The content returned by AI is not 100% guaranteed to meet expectations; the code must have fault tolerance capabilities.
It's like asking someone to help you with something:
- They might not show up (API failure).
- They might show up but do it wrong (incorrect format).
- You must have a contingency plan for both.
4. Where Did the User's Prompt Go? It Was "Optimized" by the LLM
The teacher mentioned a particularly interesting phenomenon:
"The user's prompt is not used for direct generation; the LLM automatically optimizes your prompt."
You think you entered:
"Help me design a milk tea"
What the LLM actually processes internally is:
"The user is a milk tea shop owner who needs to design a summer drink suitable for university students, costing within 8 yuan, refreshing, visually appealing for social media, output in JSON format..."
The LLM automatically completes and optimizes your prompt based on context. This is why simple prompts can also yield great results in Cursor/Trae/Claude Code.
The teacher said:
"User prompt -> (LLM optimized prompt, context technology, MCP, Skills) -> Transformer Generation -> Loop Engineer + Harness Engineer -> FDE (AI Engineering Implementation)"
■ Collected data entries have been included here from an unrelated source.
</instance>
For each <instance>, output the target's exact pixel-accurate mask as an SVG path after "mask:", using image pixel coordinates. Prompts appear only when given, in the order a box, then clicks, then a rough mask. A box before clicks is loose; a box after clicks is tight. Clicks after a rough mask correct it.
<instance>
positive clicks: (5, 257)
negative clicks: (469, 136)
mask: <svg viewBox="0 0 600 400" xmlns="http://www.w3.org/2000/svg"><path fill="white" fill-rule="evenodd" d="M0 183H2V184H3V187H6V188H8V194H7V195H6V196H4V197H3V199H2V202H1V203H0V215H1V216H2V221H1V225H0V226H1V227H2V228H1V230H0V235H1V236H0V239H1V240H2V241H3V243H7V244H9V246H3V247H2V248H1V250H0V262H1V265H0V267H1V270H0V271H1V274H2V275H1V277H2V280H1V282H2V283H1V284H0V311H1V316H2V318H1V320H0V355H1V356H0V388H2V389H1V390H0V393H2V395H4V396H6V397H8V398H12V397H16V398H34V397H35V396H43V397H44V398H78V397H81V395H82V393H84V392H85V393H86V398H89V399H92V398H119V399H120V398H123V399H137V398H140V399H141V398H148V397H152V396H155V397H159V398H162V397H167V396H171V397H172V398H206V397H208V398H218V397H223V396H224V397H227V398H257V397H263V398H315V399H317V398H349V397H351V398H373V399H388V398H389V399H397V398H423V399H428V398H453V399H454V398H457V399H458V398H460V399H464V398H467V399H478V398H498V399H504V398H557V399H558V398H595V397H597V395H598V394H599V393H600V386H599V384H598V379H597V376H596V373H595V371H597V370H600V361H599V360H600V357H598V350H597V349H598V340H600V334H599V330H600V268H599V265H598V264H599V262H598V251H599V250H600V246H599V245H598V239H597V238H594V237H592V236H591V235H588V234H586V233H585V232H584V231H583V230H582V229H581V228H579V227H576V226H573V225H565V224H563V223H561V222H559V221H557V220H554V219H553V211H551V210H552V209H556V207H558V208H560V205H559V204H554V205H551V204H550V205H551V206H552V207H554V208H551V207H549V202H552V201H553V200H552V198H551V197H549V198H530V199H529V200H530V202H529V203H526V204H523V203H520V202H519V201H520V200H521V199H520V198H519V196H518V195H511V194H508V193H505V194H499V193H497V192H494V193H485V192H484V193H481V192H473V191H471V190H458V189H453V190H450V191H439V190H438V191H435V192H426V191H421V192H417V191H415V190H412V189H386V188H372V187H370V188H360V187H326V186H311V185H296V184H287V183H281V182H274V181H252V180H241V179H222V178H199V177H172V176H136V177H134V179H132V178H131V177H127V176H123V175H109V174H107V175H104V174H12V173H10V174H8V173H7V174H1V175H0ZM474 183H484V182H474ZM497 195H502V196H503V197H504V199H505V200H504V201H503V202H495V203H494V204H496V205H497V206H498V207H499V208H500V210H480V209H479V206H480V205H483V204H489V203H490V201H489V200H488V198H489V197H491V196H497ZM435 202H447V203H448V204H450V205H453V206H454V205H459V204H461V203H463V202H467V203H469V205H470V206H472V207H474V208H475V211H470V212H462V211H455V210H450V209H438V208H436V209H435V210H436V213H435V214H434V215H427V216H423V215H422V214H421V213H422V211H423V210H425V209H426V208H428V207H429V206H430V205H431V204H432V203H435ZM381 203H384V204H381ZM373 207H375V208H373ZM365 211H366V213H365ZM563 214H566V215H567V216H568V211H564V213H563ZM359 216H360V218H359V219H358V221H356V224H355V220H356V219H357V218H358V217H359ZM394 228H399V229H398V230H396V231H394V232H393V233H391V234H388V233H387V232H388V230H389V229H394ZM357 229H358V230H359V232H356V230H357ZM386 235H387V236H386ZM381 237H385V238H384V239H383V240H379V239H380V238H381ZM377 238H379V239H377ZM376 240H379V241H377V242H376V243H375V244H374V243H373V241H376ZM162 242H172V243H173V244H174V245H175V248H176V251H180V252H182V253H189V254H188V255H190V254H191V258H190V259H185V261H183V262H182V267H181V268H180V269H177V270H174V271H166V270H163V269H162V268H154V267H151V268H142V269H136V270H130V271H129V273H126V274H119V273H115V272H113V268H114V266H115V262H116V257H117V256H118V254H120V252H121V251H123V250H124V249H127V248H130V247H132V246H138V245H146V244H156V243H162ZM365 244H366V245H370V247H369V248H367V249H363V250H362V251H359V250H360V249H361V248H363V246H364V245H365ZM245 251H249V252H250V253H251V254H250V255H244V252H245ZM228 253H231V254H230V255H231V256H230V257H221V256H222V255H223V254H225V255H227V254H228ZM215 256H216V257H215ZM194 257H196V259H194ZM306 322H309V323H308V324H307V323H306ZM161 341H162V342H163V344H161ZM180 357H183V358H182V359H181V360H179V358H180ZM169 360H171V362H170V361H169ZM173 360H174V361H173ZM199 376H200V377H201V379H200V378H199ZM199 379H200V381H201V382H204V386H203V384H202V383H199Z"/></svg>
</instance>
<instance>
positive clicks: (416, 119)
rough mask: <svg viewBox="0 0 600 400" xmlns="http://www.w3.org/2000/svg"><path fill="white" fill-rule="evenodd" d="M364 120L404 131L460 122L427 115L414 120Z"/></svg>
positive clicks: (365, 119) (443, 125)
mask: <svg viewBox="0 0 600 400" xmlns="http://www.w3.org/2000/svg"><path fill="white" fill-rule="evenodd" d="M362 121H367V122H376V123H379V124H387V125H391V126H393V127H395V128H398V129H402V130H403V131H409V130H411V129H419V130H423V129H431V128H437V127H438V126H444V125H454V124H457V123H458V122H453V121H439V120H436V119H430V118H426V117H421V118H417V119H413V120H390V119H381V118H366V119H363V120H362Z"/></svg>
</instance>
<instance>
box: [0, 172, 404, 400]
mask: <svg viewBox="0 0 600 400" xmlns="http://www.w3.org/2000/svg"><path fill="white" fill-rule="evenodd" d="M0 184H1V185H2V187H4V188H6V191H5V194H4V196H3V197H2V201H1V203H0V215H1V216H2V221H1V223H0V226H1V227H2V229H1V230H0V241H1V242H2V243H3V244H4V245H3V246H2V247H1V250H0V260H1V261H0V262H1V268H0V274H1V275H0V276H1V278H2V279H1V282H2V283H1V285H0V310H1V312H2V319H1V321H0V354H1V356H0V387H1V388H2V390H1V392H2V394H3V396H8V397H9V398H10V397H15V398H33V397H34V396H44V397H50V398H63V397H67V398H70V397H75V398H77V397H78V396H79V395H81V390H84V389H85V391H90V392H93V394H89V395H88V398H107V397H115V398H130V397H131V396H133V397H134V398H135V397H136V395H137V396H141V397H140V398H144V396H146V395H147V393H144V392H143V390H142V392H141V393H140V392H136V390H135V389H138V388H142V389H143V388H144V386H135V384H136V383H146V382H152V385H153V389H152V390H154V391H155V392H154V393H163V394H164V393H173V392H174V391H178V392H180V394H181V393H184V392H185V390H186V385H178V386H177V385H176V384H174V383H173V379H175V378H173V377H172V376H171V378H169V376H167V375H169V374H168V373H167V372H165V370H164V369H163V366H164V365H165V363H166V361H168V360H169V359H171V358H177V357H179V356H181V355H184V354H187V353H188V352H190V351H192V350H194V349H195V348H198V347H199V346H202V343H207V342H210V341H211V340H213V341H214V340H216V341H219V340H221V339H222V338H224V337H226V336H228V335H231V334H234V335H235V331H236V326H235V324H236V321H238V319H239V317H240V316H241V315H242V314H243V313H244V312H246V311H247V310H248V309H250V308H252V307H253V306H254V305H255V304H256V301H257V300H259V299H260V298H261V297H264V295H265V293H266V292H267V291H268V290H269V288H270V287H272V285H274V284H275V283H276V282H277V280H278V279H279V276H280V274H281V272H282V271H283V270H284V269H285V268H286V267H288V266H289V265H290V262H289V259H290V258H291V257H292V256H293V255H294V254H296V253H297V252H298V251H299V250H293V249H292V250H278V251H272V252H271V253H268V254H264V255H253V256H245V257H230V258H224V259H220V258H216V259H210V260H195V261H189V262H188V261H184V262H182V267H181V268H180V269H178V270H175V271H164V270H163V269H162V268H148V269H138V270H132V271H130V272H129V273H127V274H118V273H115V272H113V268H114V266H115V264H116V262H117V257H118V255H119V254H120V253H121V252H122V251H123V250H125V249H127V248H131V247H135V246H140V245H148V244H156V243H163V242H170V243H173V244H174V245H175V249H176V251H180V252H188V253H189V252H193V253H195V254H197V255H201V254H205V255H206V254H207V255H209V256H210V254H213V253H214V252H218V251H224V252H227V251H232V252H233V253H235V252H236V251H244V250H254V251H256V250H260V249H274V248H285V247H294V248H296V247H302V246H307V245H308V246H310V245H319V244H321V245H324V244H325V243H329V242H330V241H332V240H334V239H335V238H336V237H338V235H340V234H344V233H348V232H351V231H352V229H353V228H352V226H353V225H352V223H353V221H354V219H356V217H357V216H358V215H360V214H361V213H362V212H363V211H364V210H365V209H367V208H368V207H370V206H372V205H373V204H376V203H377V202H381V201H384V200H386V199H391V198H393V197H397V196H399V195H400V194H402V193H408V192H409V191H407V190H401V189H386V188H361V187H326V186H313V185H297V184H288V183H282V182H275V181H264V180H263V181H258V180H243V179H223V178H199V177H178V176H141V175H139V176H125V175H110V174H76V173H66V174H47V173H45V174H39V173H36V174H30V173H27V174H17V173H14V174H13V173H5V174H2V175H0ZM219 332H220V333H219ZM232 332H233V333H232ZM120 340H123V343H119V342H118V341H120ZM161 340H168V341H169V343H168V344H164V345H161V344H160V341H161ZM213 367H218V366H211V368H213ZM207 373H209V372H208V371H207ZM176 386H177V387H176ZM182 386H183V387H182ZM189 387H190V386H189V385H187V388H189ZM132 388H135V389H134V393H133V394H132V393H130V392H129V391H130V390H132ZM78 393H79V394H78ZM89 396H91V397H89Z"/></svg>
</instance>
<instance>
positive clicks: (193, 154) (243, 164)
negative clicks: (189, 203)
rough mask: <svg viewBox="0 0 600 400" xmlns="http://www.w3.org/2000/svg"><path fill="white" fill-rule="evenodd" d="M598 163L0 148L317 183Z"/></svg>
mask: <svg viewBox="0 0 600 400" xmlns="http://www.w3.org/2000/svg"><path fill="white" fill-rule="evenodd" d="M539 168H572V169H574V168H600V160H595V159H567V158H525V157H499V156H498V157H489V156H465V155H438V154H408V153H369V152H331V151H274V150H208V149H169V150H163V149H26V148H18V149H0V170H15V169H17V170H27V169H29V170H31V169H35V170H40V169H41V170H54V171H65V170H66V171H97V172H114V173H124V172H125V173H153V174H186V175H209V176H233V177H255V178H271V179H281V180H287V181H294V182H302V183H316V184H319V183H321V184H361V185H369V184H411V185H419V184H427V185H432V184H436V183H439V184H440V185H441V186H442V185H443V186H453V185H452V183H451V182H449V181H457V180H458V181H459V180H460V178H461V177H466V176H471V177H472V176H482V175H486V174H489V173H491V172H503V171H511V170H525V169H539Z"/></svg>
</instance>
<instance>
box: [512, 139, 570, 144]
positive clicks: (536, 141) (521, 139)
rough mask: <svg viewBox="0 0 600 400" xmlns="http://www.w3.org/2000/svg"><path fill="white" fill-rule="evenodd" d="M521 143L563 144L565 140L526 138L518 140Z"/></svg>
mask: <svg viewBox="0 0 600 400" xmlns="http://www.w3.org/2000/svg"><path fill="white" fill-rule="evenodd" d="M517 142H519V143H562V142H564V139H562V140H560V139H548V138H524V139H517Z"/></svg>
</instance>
Your prompt is just the entry point; what truly drives the AI is a complete set of engineered context systems.
5. Summary: Context Engineering is the "Foundation" of AI Implementation
| Stage | Era | Core | Problem Solved |
|---|---|---|---|
| Prompt Engineering | 22-23 | Writing good prompts | Output quality |
| Context Engineering | 24-25 | Completing context | Hallucinations, insufficient knowledge |
| Harness Engineering | 25-26 | Rules + Guardrails + Loop | Deterministic delivery |
| Context Element | Role |
|---|---|
| background | Demand background, tells AI who you are and what you do |
| constraints | Constraint conditions, defines boundaries |
| outputRequirements | Output requirements, specifies format and specifications |
| temperature | Controls creativity |
| Fault tolerance handling | Deals with AI's uncertainty |
The essence of Context Engineering: It's not about writing a perfect prompt, but building a complete context framework so that AI can give reliable answers within the correct background, constraints, and requirements.
Written at the End
The biggest takeaway today was understanding the mindset of "Context Engineering." Before, writing prompts felt like "drawing a gacha" — writing a long passage, praying the AI gives a good answer. Now I know to give the AI sufficient background, constraints, and requirements, letting it work within the correct framework. AI is not magic; it needs a clear "job description."
Next time an interviewer asks you: "What is Context Engineering? How is it different from Prompt Engineering?"
You can calmly say:
"Prompt Engineering was the paradigm of 2022-23, centered on improving output quality through carefully designed prompts, but the results were uncertain and prone to hallucinations. Context Engineering is the upgrade of 2024-25, centered on completing the context for the LLM — including background information, constraints, and output requirements — so the AI works within the correct framework. RAG is a typical implementation of Context Engineering. Current LLMs are more powerful and automatically optimize user prompts, but context engineering remains crucial because it solves the problems of LLM knowledge cutoffs and missing scenarios."
Then look at the interviewer's satisfied expression and silently think: Nailed it, again.
All code examples in this article are from classroom learning materials and are genuinely runnable.